AMD Ryzen Reportedly Crashes With Specific Chain of FMA3 instructions
Samuel Wan / 4 years ago
Every time a new processor series launches, there are always some hardware bugs that surface. AMD previous had the TLB bug with Phenom and Intel had to disable TSX instructions on Haswell. More recently Intel had issues with certain Atom chips, and Skylake would crash under a specific demanding FMA3 and AVX workload. It looks like Ryzen is no exception as testing has revealed that certain FMA3 workloads can cause a system crash.
Using a very particular set of FMA3 instructions in Flops version 2, a simple open-source CPU benchmark, Ryzen will crash when using Haswell optimised binaries. It’s important to note that while the binaries are optimised for a specific architecture, they should still run on any modern x86 CPU without issue. It just so happens that when feeding FMA3 instructions in an order optimised for Haswell, that Ryzen will cause the entire system crash.

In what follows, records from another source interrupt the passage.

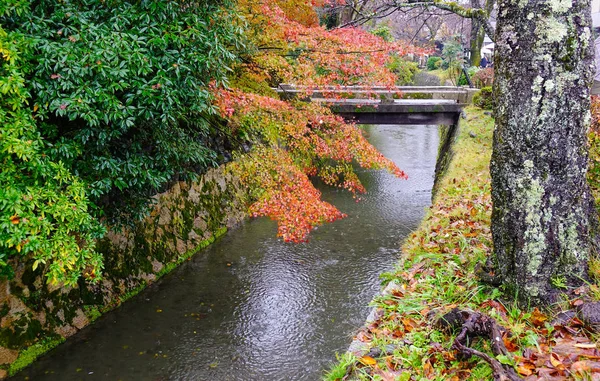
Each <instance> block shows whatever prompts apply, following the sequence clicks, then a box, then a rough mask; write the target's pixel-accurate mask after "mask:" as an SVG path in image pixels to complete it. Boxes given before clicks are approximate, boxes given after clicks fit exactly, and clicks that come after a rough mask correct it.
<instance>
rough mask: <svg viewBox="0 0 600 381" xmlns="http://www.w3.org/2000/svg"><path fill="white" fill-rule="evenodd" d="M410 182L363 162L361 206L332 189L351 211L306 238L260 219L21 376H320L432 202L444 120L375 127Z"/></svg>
mask: <svg viewBox="0 0 600 381" xmlns="http://www.w3.org/2000/svg"><path fill="white" fill-rule="evenodd" d="M365 129H366V132H367V135H368V137H369V139H370V141H371V142H372V143H373V144H374V145H375V146H376V147H377V148H379V150H380V151H381V152H383V153H384V154H385V155H386V156H387V157H388V158H390V159H392V160H394V162H396V163H397V164H398V166H399V167H400V168H402V169H403V170H405V171H406V172H407V174H408V175H409V180H408V181H402V180H398V179H396V178H394V177H393V176H392V175H390V174H388V173H385V172H380V171H366V170H361V171H360V172H359V177H360V179H361V180H362V181H363V183H364V184H365V186H366V187H367V189H368V191H369V193H368V194H366V195H364V196H362V197H361V198H362V201H361V202H359V203H357V202H355V200H353V199H352V196H351V195H350V194H348V193H346V192H341V191H338V190H336V189H332V188H327V187H325V186H321V185H319V186H320V188H321V189H322V190H323V197H324V198H325V199H326V200H327V201H329V202H331V203H332V204H334V205H336V206H337V207H338V208H339V209H340V210H341V211H342V212H344V213H346V214H348V217H347V218H345V219H343V220H340V221H336V222H335V223H333V224H329V225H325V226H322V227H319V228H318V229H317V230H316V231H314V232H313V233H312V234H311V237H310V239H311V240H310V242H308V243H305V244H286V243H283V242H281V241H280V240H278V239H276V238H275V234H276V226H275V224H274V223H273V222H271V221H269V220H267V219H258V220H253V221H250V222H248V223H246V224H244V225H242V226H241V227H240V228H238V229H235V230H234V231H232V232H230V233H229V234H228V235H226V236H225V237H224V238H223V239H221V240H220V241H219V242H217V243H215V244H214V245H212V246H211V247H209V248H207V249H206V250H204V251H202V252H201V253H200V254H198V255H196V256H195V257H194V258H193V259H192V260H191V261H190V262H188V263H186V264H185V265H183V266H181V267H180V268H179V269H177V270H175V271H174V272H173V273H171V274H170V275H168V276H167V277H165V278H164V279H163V280H162V281H160V282H158V283H157V284H155V285H153V286H151V287H149V288H148V290H146V291H144V292H142V293H141V294H140V295H139V296H137V297H136V298H134V299H133V300H131V301H129V302H128V303H126V304H125V305H124V306H122V307H121V308H119V309H118V310H116V311H113V312H111V313H109V314H107V315H105V316H104V317H102V318H100V319H99V320H98V321H97V322H96V324H94V325H93V326H91V327H88V328H86V329H84V330H83V331H81V332H80V333H79V334H78V335H77V337H76V338H74V339H72V340H69V342H68V343H67V344H65V345H62V346H61V347H59V348H58V349H56V350H55V351H53V352H52V353H51V354H50V355H49V356H46V357H45V358H43V359H41V360H40V361H38V362H37V363H36V364H34V366H33V367H32V368H30V369H28V370H27V371H25V372H23V373H21V374H20V375H19V376H17V377H16V379H24V378H25V377H29V379H31V380H80V379H81V380H315V379H319V378H320V376H321V374H322V372H323V369H325V368H326V367H327V366H328V364H330V363H331V362H332V361H334V359H335V353H336V351H338V352H339V351H344V350H345V348H347V346H348V345H349V343H350V341H351V336H352V333H353V332H355V331H356V329H357V328H358V327H360V326H361V325H362V323H363V322H364V319H365V318H366V315H367V314H368V307H367V304H368V302H369V301H370V300H371V298H372V297H373V296H374V294H375V293H376V292H377V291H378V290H379V279H378V275H379V274H380V273H381V272H383V271H385V270H388V269H390V268H391V267H392V266H393V264H394V263H395V262H396V260H397V257H398V253H397V248H398V245H399V241H401V240H402V239H403V238H404V237H406V236H407V235H408V234H409V233H410V231H411V230H413V229H414V228H415V227H416V226H417V225H418V224H419V222H420V220H421V218H422V216H423V212H424V208H425V207H426V206H428V205H429V203H430V198H431V187H432V185H433V173H434V168H435V159H436V154H437V147H438V133H437V128H436V127H435V126H369V127H366V128H365Z"/></svg>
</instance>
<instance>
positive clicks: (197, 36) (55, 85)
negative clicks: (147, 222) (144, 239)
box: [0, 0, 241, 223]
mask: <svg viewBox="0 0 600 381" xmlns="http://www.w3.org/2000/svg"><path fill="white" fill-rule="evenodd" d="M32 4H34V5H32V9H31V13H30V14H29V15H26V16H25V17H22V18H20V19H19V18H17V19H14V20H6V21H7V22H8V21H11V22H12V21H14V23H13V24H12V25H13V26H14V28H16V29H17V30H18V31H20V32H22V33H24V34H27V35H29V36H31V37H32V38H35V39H36V40H37V45H36V50H35V52H34V53H35V68H34V70H33V77H32V78H31V81H30V83H31V84H32V85H31V86H32V88H31V92H32V95H33V102H34V104H35V105H36V107H39V119H40V120H43V121H44V122H45V123H44V124H43V129H42V131H41V132H42V134H43V136H44V137H45V139H47V140H48V141H49V142H50V143H51V144H52V149H51V150H49V151H48V152H47V154H48V156H49V157H50V158H51V159H52V160H54V161H56V162H62V163H64V164H65V166H66V167H67V168H72V170H73V171H74V172H75V173H77V174H78V175H79V176H80V177H81V178H82V179H83V180H84V181H86V182H87V183H88V184H89V185H88V186H89V188H88V189H89V193H90V196H91V197H92V200H93V201H94V203H96V204H97V205H99V206H100V207H101V208H102V209H103V212H104V214H105V218H107V221H108V222H109V223H114V222H118V221H119V220H120V219H121V217H123V216H124V217H126V219H127V220H132V219H134V218H137V217H139V216H141V215H142V214H143V212H144V211H145V206H146V205H147V203H148V200H149V198H150V196H152V195H153V194H155V193H157V192H158V191H160V190H161V189H163V188H164V187H165V186H166V185H167V184H168V183H169V182H171V181H173V180H178V179H186V178H191V177H193V176H194V174H195V173H198V172H201V171H203V170H205V169H206V168H207V167H209V166H212V165H214V164H215V162H216V159H217V154H216V153H215V152H214V150H212V149H211V139H212V136H213V135H214V131H212V130H211V127H210V124H209V123H208V122H207V119H210V118H211V115H213V114H214V113H215V110H214V107H213V106H212V105H211V95H210V92H209V84H210V82H211V81H214V83H215V84H217V85H219V84H221V83H224V82H226V74H227V73H228V72H229V71H230V69H229V66H230V65H231V63H232V62H233V61H234V59H235V55H234V54H233V53H232V52H231V50H232V48H233V49H235V48H237V47H240V35H241V30H240V28H239V27H238V26H237V25H239V24H240V23H239V22H236V20H235V19H234V16H233V15H232V12H231V10H230V9H229V8H228V2H227V1H211V0H200V1H186V2H185V5H182V3H181V2H177V1H162V0H149V1H133V0H131V1H120V0H106V1H103V0H70V1H69V0H65V1H63V2H54V1H39V2H35V3H32ZM0 21H1V20H0Z"/></svg>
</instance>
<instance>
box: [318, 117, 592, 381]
mask: <svg viewBox="0 0 600 381" xmlns="http://www.w3.org/2000/svg"><path fill="white" fill-rule="evenodd" d="M466 112H467V119H466V120H461V122H460V129H459V131H458V135H457V140H456V143H455V144H454V146H453V157H452V160H451V163H450V165H449V167H448V170H447V171H446V174H445V175H444V177H443V178H442V179H441V180H440V183H439V188H438V191H437V193H436V197H435V200H434V203H433V205H432V206H431V208H430V209H429V211H428V212H427V214H426V216H425V218H424V220H423V222H422V223H421V226H420V227H419V228H418V229H417V231H415V232H414V233H413V234H411V235H410V236H409V237H408V239H407V240H406V242H405V243H404V245H403V247H402V258H401V260H400V262H399V263H398V265H397V266H396V268H395V270H394V271H391V272H389V273H385V274H383V275H382V279H383V283H384V284H388V289H390V288H391V291H390V292H388V293H386V294H385V295H382V296H379V297H377V298H376V299H375V300H374V302H373V305H374V307H376V309H377V315H376V316H378V318H377V319H375V321H374V322H372V323H370V324H369V325H368V326H365V327H363V328H362V329H361V330H360V331H359V332H358V334H357V335H356V337H355V339H356V340H359V341H361V342H363V343H364V344H366V345H367V346H368V348H369V352H368V354H366V355H365V356H363V357H359V358H355V359H354V361H353V362H352V363H350V364H348V363H347V362H348V361H352V358H350V357H341V359H342V360H340V361H339V362H338V363H337V364H336V365H335V366H334V367H332V368H331V369H332V370H331V371H330V372H329V373H328V374H327V375H326V376H325V380H328V381H338V380H342V379H344V380H405V381H408V380H426V379H429V380H472V381H475V380H489V379H491V378H492V370H491V368H490V367H489V366H488V364H487V363H486V362H485V361H483V360H481V359H479V358H478V357H472V358H470V359H469V358H461V357H459V356H457V353H456V351H454V350H453V349H452V348H451V345H452V343H453V341H454V337H455V336H454V335H456V333H455V332H445V331H440V330H437V329H436V328H434V325H433V324H432V322H433V321H435V320H436V318H437V317H440V316H442V315H444V314H445V313H447V312H449V311H450V310H451V309H452V308H459V309H463V310H473V311H479V312H482V313H485V314H487V315H489V316H491V317H493V318H495V319H496V320H497V321H498V323H499V324H500V325H502V326H504V327H506V328H507V329H508V332H507V333H506V335H505V336H504V337H502V338H501V339H502V340H503V341H504V343H505V345H506V347H507V348H508V349H509V351H510V353H509V354H508V355H506V356H501V358H497V359H498V360H499V361H500V362H502V363H504V364H509V365H512V366H513V367H514V368H515V370H516V371H517V372H518V373H519V374H520V375H521V376H523V377H526V376H530V375H531V376H536V375H537V376H538V377H540V376H541V375H543V374H553V375H556V376H560V377H575V376H576V375H577V374H579V373H578V372H583V371H586V369H589V367H587V366H583V365H582V363H583V362H584V361H587V360H588V359H589V356H590V355H592V356H593V353H592V352H593V351H595V350H596V349H595V342H596V338H595V337H594V336H593V335H590V334H589V333H587V332H585V331H584V330H583V328H582V326H581V323H577V322H574V321H575V320H576V319H574V320H572V321H569V322H567V323H564V325H561V324H554V325H551V324H549V321H550V320H551V317H550V316H549V315H547V314H545V313H544V312H542V311H539V310H537V309H528V308H521V307H519V306H517V305H516V304H513V303H512V302H508V300H512V296H513V295H507V296H506V297H504V296H503V294H502V291H500V290H499V289H497V288H493V287H490V286H487V285H485V284H483V283H481V282H479V281H478V279H477V276H476V275H475V274H476V268H477V266H478V264H479V263H484V262H485V261H486V259H487V258H488V256H489V255H490V254H491V250H492V237H491V231H490V219H491V211H492V204H491V194H490V191H491V186H490V180H491V179H490V175H489V163H490V158H491V152H492V134H493V127H494V121H493V119H492V118H491V117H490V116H488V115H485V114H484V113H483V111H482V110H480V109H477V108H474V107H469V108H467V109H466ZM599 161H600V160H599ZM599 178H600V176H599ZM599 189H600V187H599ZM592 269H593V270H592V271H593V272H595V273H596V274H599V273H600V265H599V264H598V263H596V262H594V263H593V266H592ZM555 282H556V283H557V284H558V285H560V284H561V282H562V280H561V279H556V280H555ZM390 283H391V284H392V285H389V284H390ZM392 286H393V287H392ZM583 292H589V294H594V293H596V294H599V295H600V289H598V288H597V287H596V286H595V285H592V286H590V287H589V290H587V291H583ZM574 302H575V301H568V300H566V301H564V302H563V303H562V305H558V306H556V308H555V309H554V312H556V310H557V309H560V308H561V307H562V308H565V309H566V308H570V307H572V306H573V305H574V304H573V303H574ZM578 324H579V325H578ZM576 342H577V343H584V344H576ZM471 346H472V347H473V348H474V349H477V350H479V351H482V352H485V353H487V354H488V355H490V356H493V354H492V352H491V348H490V344H489V342H488V341H487V340H478V341H475V342H473V343H471ZM587 348H593V349H587ZM584 351H589V353H588V352H584ZM585 356H588V357H585ZM575 363H577V364H578V365H577V367H575V366H574V367H573V368H571V369H570V368H569V367H570V366H571V365H572V364H575ZM588 365H589V364H588ZM342 367H343V368H344V369H345V370H346V372H345V373H344V376H342V377H340V375H341V373H342V372H341V370H340V368H342ZM536 379H537V378H536Z"/></svg>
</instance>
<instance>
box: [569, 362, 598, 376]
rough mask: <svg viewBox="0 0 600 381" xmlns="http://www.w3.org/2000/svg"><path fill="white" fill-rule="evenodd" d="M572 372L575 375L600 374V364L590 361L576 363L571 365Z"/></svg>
mask: <svg viewBox="0 0 600 381" xmlns="http://www.w3.org/2000/svg"><path fill="white" fill-rule="evenodd" d="M571 372H573V373H577V372H579V373H583V372H593V373H598V372H600V362H598V361H590V360H583V361H577V362H574V363H573V365H571Z"/></svg>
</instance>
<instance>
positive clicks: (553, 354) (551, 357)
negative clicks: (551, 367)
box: [550, 353, 565, 370]
mask: <svg viewBox="0 0 600 381" xmlns="http://www.w3.org/2000/svg"><path fill="white" fill-rule="evenodd" d="M550 363H551V364H552V366H553V367H554V368H556V369H557V370H564V369H565V365H564V364H563V363H562V360H561V358H560V357H559V356H558V355H557V354H556V353H550Z"/></svg>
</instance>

Due to the usefulness of FMA3, this is a problematic situation. Usually, an errata would hopefully only crash the application and not the entire system. This means it could pose a security risk on Ryzen systems as a way to cause systems to shut down. This is especially problematic for Ryzen based servers as it might be possible to trigger a workload known to require the use of FMA3 to cause a crash.
In most cases, errata is somewhat easily fixed with a workaround in a microcode update. This usually means slightly slower performance in the affected scenario. Since this is only occurring under a Haswell optimised workload, I am hopeful AMD will be able to resolve this without any noticeable performance impact. If a microcode update can’t fix the issue and considering the importance of having FMA3, AMD has the final resort of recalling the chips and fixing the problem with a new batch of chips.